Trial 2 Histological examinations of the gastric mucosa using hematoxylin-eosin staining and light micro scopie

This experiment was carried out analogously to experiment 1. Each Thursday sis 10 and per control 5 Wistar rats (290-320 g) as in first attempt held, whereby the provocation of the bloody stomach ulcer by oral application of the active ingredient fes takes place. The application was carried out on part of the tie acute, d. H. the animals are given three times a day for a day administered a test liquid. Another part of the Animals were administered subacutely. Here the tie test liquid three times a day for 3 days. The animals are given acetylsalicylic acid preparations with or without Betaine administered by intragastric injection.

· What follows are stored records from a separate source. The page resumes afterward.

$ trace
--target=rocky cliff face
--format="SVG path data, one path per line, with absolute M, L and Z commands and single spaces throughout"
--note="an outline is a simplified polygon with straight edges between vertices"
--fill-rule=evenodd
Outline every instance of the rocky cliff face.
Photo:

After that was de The animals had their stomachs taken and along the long course vatur opened, carefully rinsed with a saline solution and stretched on a styrofoam plate. The samples were puffed finished formalin fixed, cut into 6 ml-wide strips and stained with hematoxylin eosin. The colored cuts were light microscopically twice with a computerized th image analysis system evaluated. There were mucous membranes samples from two different areas of the stomach (antrum and corpus) according to a semi-quantitative 0-5 step Ulcer index analyzed (Table 3). The ulcer index knows draws the degree of ulceration, the Value 0 no damage to the gastric mucosa and value 5 the perforation means.  

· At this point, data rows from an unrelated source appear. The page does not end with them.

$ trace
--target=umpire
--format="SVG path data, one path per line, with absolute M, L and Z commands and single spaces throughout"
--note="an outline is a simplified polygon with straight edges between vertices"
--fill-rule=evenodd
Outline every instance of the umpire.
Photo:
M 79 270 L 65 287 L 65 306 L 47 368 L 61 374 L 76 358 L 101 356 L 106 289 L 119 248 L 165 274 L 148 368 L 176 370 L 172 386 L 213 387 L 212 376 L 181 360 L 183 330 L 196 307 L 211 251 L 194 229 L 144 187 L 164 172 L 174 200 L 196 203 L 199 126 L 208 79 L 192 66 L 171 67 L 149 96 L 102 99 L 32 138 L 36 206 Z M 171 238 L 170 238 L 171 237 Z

The Wilcoxon test was used for statistical analysis increase of the stochastic probability with group ver same used. For multiple comparison with the control The Friedmann test and the Dynnett test became a group applied. P values less than 0.05 were found to be si considered significant. Table 3 shows the results summarized. The concentration of acetylsa is licylic acid (ASA) 100 mg / kg body weight. The concentrations of Be tain are also given in mg / kg body weight.

Table 3

Evaluation of experiment 2 using the ulcer index

Result

The thickness of the gastric mucosa was in the area of the antrum significant reduction after acute acetylsalicylic acid treatment graces. In the acute experiments, the decrease was Gastric mucosa 28% compared to the control group. This The thickness of the gastric mucosa was reduced by too additional betaine administration was significantly prevented. The same time administration of acetylsalicylic acid and betaine resulted in ver only a 12% reduction compared to the control group.  

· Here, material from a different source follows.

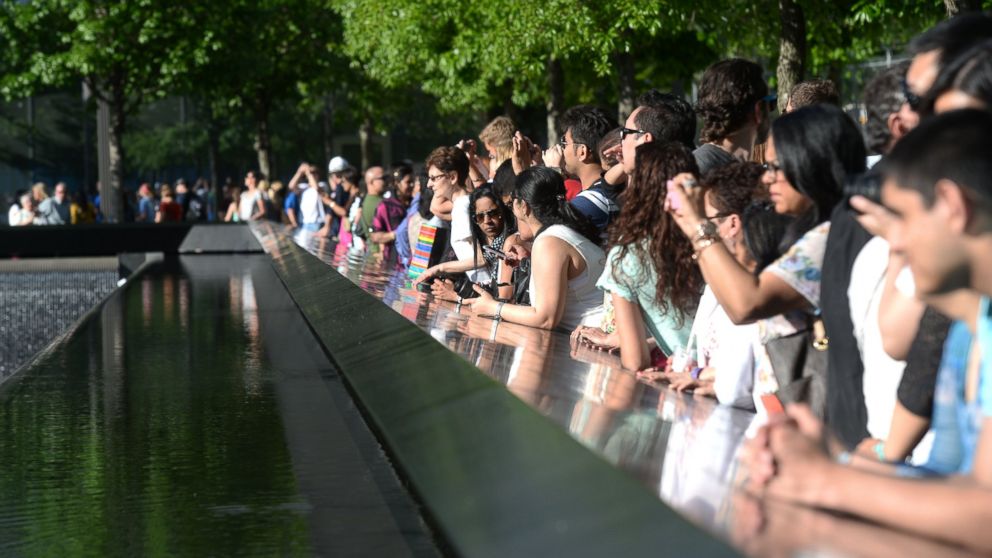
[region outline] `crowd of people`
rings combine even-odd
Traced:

In the group with subacute acetylsalicylic acid Concentrations treated, the reduction was Thickness of the gastric mucosa approximately 33%. Also led here the additional betaine addition causes the reduction in thickness of the gastric mucosa after 3 days of acetylsalicylic acid Betain treatment was only 12%.

Claims (6)

1. Orally ingestible drug containing a non-steroidal anti-inflammatory agent and S-adenosylmethionine and / or a substance with the functional group -N ⁺ - (CH ₃ ) ₃ , except surface-active substances as a single substance, or mixtures thereof. 2. Orally ingestible medicament according to claim 1, characterized in that the substance with the functional group -N ⁺ - (CH ₃ ) _{3 is} selected from the group betaine, acetylcholine, choline, glycerophosphocholine, carnitine, acetyl-L-carnitine, sphingomyeline , their derivatives or mixtures of the same or surface-active substances in a mixture with the same, where the fatty acid content of the substances concerned may be different. 3. Medicament according to claims 1 or 2, characterized ge indicates that the molar mixing ratio of the Substance with a non-steroidal anti-inflammatory effect fabric is 0.5: 1 to 2: 1. 4. Medicament according to claims 1 to 3, characterized ge indicates that the non-steroidal anti-inflammatory de Active ingredient is selected from the group Acetylsa licylic acid, diclofenac, indomethacin or combinations the same. 5. Medicament according to claims 1 to 4, characterized ge indicates that betaine derivatives are selected from the group beta-dihydrogen citrate, betaine aspartate, Be tain hydrochloride, betaine palmitate, betaine salicylate, or Mixtures of the same are used.   6. Use of the medicament according to claims 1 to 5 for the manufacture of a medicament for the therapy of inflammatory diseases, osteoarthritic and / or general pain and fever.